This page has been validated.
16
ORIGIN OF PUNCH IN ITALY.
[PUNCH.

He tells us that, in Italy, "Harlequin's part is made up of blunders and absurdities: he is to mistake one name for another, to forget his errands, to stumble over queens, and to run his head against every post that comes in his way. This is all attended with something so comical in the voice and gestures, that a man who is sensible of the folly of the part can hardly forbear to be pleased with it."[1] Much of this character has been transferred to the clowns of our pantomimes, since Harlequin was elevated in station and degraded in understanding.[2]

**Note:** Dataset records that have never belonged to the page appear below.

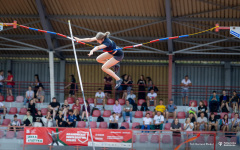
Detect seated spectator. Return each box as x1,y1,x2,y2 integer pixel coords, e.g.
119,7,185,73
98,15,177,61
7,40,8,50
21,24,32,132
42,111,53,127
209,91,220,112
221,101,230,113
0,101,7,119
126,89,136,104
109,112,119,129
184,118,194,131
165,99,177,123
67,110,76,127
61,99,70,118
170,118,182,148
221,114,229,132
153,111,164,130
94,88,105,109
123,100,132,123
230,91,239,113
220,90,229,105
189,113,197,131
146,89,157,107
113,100,121,117
73,108,81,121
141,113,152,132
155,99,166,117
23,111,33,126
82,100,90,120
8,115,20,133
24,86,34,106
198,100,208,118
72,99,81,112
187,101,197,119
122,90,128,101
48,97,60,119
197,112,207,131
56,111,67,127
231,113,240,132
208,113,218,131
33,110,43,127
28,99,36,117
35,86,45,103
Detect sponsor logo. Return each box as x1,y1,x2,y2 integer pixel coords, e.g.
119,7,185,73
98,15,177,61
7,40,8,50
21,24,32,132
26,135,43,143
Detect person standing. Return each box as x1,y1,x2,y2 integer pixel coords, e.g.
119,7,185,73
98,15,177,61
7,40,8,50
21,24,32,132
137,75,146,100
65,75,77,98
180,75,192,106
0,70,4,95
104,74,113,99
4,70,14,96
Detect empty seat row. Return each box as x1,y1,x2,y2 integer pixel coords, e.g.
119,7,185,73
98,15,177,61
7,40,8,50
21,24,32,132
0,130,24,139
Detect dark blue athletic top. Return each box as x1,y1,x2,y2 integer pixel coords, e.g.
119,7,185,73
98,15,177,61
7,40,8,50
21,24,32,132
102,38,117,54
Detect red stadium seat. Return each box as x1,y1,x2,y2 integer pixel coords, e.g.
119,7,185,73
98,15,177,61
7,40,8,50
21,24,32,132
132,122,140,129
6,131,15,139
231,113,239,118
164,123,171,130
6,96,14,102
41,108,48,116
189,100,197,107
151,134,159,143
8,107,18,114
0,130,4,139
218,136,227,143
134,111,143,118
230,137,237,142
107,98,115,105
140,134,148,143
77,97,84,104
87,98,94,104
90,122,97,128
99,122,108,129
17,131,24,139
118,99,125,105
162,135,171,144
17,119,22,125
207,136,214,144
196,135,205,144
121,122,129,129
92,110,101,117
0,95,4,102
145,111,153,118
67,97,74,104
103,110,111,117
220,112,228,119
202,100,208,106
2,119,11,126
138,99,146,106
177,112,186,119
16,96,24,103
133,135,136,143
77,121,86,128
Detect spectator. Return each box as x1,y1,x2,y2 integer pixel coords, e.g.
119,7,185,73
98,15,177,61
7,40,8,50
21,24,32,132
33,110,43,127
208,113,218,131
113,100,121,117
23,86,34,106
165,99,177,123
184,118,194,131
209,91,220,112
104,74,113,99
82,100,90,120
189,113,197,131
65,75,77,98
198,100,208,118
122,74,129,91
220,90,229,105
56,110,67,127
187,101,197,119
170,118,182,148
67,110,76,127
141,113,152,132
137,75,146,100
42,111,53,127
33,74,43,98
230,91,239,113
123,100,132,123
153,111,164,130
231,113,240,132
221,101,230,113
0,70,4,95
155,99,166,117
109,112,119,129
28,99,36,117
72,99,81,120
180,75,192,106
221,114,229,132
35,86,45,103
94,88,105,109
73,108,81,121
197,112,207,131
146,89,157,107
126,75,133,94
146,77,153,91
0,101,6,119
23,111,33,126
48,97,60,119
122,90,128,101
61,99,70,118
126,89,136,104
8,115,20,133
4,70,14,96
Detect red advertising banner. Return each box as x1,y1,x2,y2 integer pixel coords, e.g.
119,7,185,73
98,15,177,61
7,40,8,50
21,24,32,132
24,127,132,148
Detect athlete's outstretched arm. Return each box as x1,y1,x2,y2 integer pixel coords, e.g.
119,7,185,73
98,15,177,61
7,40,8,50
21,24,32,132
74,37,97,42
88,44,107,56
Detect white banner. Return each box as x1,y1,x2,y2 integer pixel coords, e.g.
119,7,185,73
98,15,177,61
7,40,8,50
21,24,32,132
230,27,240,39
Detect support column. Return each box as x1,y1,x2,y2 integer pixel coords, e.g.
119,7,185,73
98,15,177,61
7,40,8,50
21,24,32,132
59,60,66,102
49,51,55,100
168,55,173,101
172,61,176,101
224,61,231,87
6,59,12,73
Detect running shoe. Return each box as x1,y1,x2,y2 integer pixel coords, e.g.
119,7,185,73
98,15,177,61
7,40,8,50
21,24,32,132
115,79,123,89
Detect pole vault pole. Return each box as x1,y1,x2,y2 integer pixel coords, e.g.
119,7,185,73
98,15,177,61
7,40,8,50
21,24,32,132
68,20,95,150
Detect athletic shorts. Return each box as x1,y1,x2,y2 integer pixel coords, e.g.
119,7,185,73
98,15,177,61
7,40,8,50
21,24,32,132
182,88,189,97
111,50,124,61
6,85,13,88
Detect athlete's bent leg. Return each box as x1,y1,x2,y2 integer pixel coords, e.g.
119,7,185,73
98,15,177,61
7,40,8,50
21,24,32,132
96,52,113,64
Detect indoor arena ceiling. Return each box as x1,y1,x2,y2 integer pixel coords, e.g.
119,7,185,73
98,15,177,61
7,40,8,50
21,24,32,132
0,0,240,61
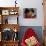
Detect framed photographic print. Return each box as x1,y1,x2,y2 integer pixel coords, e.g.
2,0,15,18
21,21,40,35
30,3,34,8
9,10,18,15
10,11,15,15
23,8,37,18
2,10,9,15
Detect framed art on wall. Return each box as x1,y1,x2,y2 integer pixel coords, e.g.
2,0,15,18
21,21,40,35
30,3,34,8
9,10,18,15
23,8,37,18
2,10,9,15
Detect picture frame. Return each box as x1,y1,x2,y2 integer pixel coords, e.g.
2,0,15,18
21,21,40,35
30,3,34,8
23,8,37,18
9,10,18,15
2,10,9,15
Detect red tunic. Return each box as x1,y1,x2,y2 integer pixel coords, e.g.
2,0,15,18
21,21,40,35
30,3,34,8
21,28,41,46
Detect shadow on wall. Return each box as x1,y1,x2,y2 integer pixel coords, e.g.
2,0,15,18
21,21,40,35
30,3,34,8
18,26,44,44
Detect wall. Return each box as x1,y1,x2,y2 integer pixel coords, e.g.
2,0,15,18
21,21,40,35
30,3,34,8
18,26,43,44
19,0,44,26
0,0,44,26
0,0,44,45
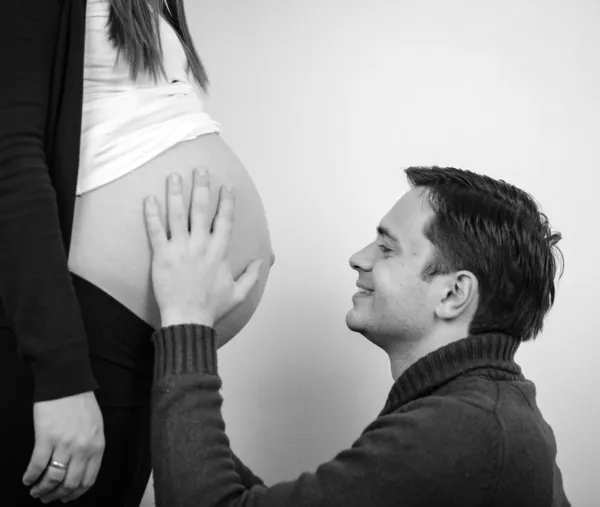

Concluding, then, that Punch is one of the familia Harlequini, and that their common parent was the Vice of the old Moralities, the question arises, to what circumstance he owes the deformity of his figure, and why his nose, by its length, is rendered so obtrusive a feature? We can only answer, that it pleased his inventor, Silvio Fiorillo, to make him so; and, perhaps, he did it in some degree with a view of rendering him more ridiculous, and to distinguish him more effectually from other characters of not dissimilar habits and propensities in the impromptu comedies: hence too, probably, the peculiar quality of his voice, to which Addison alludes. One striking characteristic of Punch is his amorous inclination; and it is generally supposed that individuals with the personal defect for which he is remarkable, are peculiarly "given to the feminines;" and the Italian proverb relating to the length of nose, needs not, if it could, be repeated. Among
  1. Travels, p. 77, edition 1718.
  2. A good deal has been written on the etymology of the word Harlequin: it is very clear that the fanciful derivations from Francis the First's ridicule of Charles Quint, and from M. de Harlay-quint, in the reign of Henry III, of France, are unfounded. The Rev. Mr. Todd quotes a letter of M. Raulin, dated 1521, which affords clear evidence that the "familiam Harlequini" was even then "antiquam;" and as early as the time of Odericus Vitalis, a.d. 1143, the same family is mentioned as the familia Herlechini. This decisive authority, from its high antiquity, was not known to Mr. Todd. Whether Harlequinus, or Herlechinus, were really the name of any family, or whether it was a corruption of the old French arlot, a cheat, must still, and perhaps will ever, remain a matter of dispute among the learned.